English          Gibberish
-------          ---------
chair            chidigair
three            thridigee
ant              idigant
easy             idigeasidigy
marvelous        midigarvidigelidigous
fanatic          fidiganidigatidigic

This is reminiscent of the PigLatin program in the text, but there are a number of significant differences that you will need to attend to.

Input

One reason gibberish is harder to understand than pig latin is that it modifies every syllable. This means that your program will need to be able to tell where one syllable starts and another ends, which is not an easily automated task. To get around this, your program should allow the user to indicate where the syllable breaks are in the words that are entered by inserting a delimiter of the user's choice. For example, if the user chooses a period (.) as a syllable delimiter, he or she would then enter "doc.u.men.ta.tion" for the word "documentation". Note that if the user does not use the delimiter when entering words to be translated, only the first syllable will be transformed.

After establishing the syllable delimiter, your program should keep reading and translating phrases (using that same delimiter) until the user asks to quit.
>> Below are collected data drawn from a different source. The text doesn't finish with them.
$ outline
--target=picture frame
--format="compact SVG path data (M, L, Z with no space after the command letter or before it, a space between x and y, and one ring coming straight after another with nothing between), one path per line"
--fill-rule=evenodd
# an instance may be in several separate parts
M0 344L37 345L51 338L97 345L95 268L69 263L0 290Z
To simplify things for the translator, you should require that the phrases entered contain only letters, spaces, and delimiters. If the user enters a phrase containing other characters, the program should ask for another phrase until it gets one with only legal characters.

Output

Your program should print the gibberish equivalent of each phrase entered, neatly labeled, all lower case.

Program Structure

You will need two classes for this program: GibberishTranslator (the translator) and Gibberish (the main program). There are a number of things to think about for each:

Sample I/O

A single run of your program might look like this:
*** Welcome to the Gibberish translator!! ***
Enter the character that will delimit syllables: .

Enter phrase: This is a test
Your phrase in gibberish:
thidigis idigis idiga tidigest 

Translate another phrase? (y/n) y
Enter phrase: Gib.ber.ish is ve.ry strange
Your phrase in gibberish:
gidigibbidigeridigish idigis vidigeridigy stridigange 

Traslate another phrase? (y/n) y
Enter phrase: I don't like this!
Phrase contains illegal characters, enter again: Goodbye
Your phrase in gibberish:
gidigoodbye

Traslate another phrase? (y/n) n

Bidigye!

Documentation and Style

Provide a program header that gives your name, the name of the file, and a description of the program. Also provide a header for each method that gives its name, its parameters, and its return value, and briefly explains what it does. Use good names for variables and constants, and use an explanatory comment whenever a portion of code might not be clear to the reader. Also be sure to follow the capitalization conventions discussed in class.